13 20716411 115047468 S1 400 0.986877 0.7525

15 22928537 102319267 S1 739 0.99597 0.843031

16 313406 27357927 S1 423 0.9871 0.858156

17 456563 34951458 S1 592 0.988575 0.814189

17 43507008 59544863 S1 122 0.949146 0.836066

18 688463 77918221 S1 349 0.988656 0.77937

21 28212760 48078611 S1 279 0.993926 0.845878

haplohseq posterior probabilities

prefix.posterior.dat is generated by haplohseq giving detailed information about the probability of each heterozygous site (that are also in the 1KG) being in a region of AI.

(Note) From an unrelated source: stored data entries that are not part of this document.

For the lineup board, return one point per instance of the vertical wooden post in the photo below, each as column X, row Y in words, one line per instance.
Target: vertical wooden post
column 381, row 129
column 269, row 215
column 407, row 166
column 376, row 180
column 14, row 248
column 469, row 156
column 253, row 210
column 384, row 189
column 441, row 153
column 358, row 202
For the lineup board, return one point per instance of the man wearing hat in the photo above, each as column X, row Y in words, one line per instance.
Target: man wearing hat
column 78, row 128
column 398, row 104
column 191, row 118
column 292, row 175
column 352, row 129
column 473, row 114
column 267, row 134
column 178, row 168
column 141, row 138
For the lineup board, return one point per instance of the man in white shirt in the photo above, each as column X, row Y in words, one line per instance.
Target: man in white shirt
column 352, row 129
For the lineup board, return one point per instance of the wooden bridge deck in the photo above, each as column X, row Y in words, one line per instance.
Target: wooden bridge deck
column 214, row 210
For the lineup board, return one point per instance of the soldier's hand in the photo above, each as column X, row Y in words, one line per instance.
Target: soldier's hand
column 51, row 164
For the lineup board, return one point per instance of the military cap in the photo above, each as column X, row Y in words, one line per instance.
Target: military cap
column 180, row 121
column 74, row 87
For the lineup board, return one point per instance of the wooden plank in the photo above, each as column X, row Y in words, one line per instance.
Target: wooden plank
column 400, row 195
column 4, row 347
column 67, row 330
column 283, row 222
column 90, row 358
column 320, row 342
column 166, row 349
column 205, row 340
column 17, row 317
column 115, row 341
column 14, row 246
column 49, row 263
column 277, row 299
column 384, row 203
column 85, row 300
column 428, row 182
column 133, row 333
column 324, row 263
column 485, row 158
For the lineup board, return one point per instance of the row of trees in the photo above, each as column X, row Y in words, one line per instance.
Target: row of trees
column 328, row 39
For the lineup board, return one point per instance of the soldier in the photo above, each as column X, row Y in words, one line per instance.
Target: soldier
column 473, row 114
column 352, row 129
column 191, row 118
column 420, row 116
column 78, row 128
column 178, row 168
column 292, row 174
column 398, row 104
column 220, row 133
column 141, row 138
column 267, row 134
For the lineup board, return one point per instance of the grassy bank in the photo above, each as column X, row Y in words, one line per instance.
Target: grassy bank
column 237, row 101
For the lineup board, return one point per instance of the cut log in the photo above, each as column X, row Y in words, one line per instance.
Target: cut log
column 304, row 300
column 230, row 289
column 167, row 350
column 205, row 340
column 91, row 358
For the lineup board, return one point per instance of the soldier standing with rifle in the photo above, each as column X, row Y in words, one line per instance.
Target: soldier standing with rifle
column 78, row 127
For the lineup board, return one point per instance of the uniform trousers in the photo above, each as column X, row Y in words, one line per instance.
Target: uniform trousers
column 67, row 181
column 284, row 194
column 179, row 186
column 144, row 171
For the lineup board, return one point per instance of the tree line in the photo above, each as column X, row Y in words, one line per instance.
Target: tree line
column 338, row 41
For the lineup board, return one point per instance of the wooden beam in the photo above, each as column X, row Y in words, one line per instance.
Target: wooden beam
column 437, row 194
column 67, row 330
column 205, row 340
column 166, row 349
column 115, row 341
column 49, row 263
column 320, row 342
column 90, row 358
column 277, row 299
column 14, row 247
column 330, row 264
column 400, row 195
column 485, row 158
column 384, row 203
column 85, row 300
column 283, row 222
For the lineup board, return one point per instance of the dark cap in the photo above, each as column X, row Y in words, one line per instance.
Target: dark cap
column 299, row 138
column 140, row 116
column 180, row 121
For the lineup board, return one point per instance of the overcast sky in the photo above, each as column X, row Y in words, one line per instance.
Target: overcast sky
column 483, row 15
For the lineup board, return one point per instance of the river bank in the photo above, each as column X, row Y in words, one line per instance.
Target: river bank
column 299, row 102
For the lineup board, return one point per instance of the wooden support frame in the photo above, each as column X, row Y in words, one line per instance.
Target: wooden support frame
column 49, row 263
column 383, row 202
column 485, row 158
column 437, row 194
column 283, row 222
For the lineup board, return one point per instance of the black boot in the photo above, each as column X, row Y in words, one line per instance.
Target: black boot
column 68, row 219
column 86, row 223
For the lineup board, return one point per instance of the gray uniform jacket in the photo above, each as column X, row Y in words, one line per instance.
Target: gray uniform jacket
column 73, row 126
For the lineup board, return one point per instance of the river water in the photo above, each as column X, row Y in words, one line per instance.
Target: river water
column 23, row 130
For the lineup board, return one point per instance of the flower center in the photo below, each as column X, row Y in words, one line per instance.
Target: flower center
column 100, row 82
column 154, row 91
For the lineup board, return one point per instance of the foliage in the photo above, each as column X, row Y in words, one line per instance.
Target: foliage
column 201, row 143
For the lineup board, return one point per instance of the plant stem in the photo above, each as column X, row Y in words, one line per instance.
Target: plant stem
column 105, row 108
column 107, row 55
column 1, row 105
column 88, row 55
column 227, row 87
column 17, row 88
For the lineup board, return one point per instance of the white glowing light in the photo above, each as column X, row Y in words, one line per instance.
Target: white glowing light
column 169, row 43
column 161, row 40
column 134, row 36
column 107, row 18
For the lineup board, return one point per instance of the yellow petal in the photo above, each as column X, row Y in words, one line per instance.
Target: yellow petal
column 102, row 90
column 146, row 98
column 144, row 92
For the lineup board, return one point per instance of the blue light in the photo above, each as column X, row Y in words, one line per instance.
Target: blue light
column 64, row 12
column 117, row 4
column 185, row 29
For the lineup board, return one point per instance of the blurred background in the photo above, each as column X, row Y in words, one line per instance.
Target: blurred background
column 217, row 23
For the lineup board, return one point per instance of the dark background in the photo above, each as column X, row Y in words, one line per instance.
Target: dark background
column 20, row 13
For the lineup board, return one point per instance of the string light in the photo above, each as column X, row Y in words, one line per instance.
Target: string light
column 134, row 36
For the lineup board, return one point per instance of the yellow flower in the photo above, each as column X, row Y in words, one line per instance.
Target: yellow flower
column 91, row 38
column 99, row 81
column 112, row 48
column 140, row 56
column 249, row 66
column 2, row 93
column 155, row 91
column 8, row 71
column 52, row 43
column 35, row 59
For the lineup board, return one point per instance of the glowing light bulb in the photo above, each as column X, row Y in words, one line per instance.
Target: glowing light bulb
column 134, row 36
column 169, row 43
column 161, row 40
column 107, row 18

CHR POS REF ALT INDEX PHASE_CONCORDANCE_SWITCH HAP GT RAF DP S0 S1

1 808631 G A 0 0 1 0/1 0.411765 17 NA NA

1 876499 A G 1 0 1 0/1 0.533333 29 0.94806 0.0519398

1 877715 C G 2 0 1 0/1 0.357143 14 0.860915 0.139085

1 881627 G A 3 1 1 0/1 0.423529 162 0.714703 0.285297

1 887560 A C 4 1 1 0/1 0.433333 86 0.609568 0.390432

haplohseq plot

prefix.png is generated by the haplohseq_plot.R script. The green and blue dots depict the genome-wide RAF across the genome, where the color indicates a putative membership into haplotype 1 or 2. The red line represents AI posterior probabilities across the genome where the y-axis ranges from 0 to 1.

FAQ

1. How can I tune haplohseq to be more sensitive for subtle events? You can reduce the --initial_param_event and --end_param_event parameters to be closer to 0.5 (but greater than the --initial_param_normal parameter). You can also increase the --event_prevalence parameter which is 0.1 (e.g., it is expected that 10% of the genome is aberrant by default). Keep in mind that tuning these parameters to increase the sensitivity, will come at the expense of specificity.
2. Where can I learn more about the HMM underlying haplohseq? See Vattathil and Scheet, 2013 (Genome Research) for a description of the hapLOH model, which underlies haplohseq.
3. How do I cite haplohseq? The manuscript for haplohseq is currently in preparation. That citation will be added here if/when the manuscript gets published. Please also cite hapLOH (Vattathil and Scheet. Haplotype-based profiling of subtle allelic imbalance with SNP arrays. Genome Research 2013.), which describes the method upon which haplohseq is based.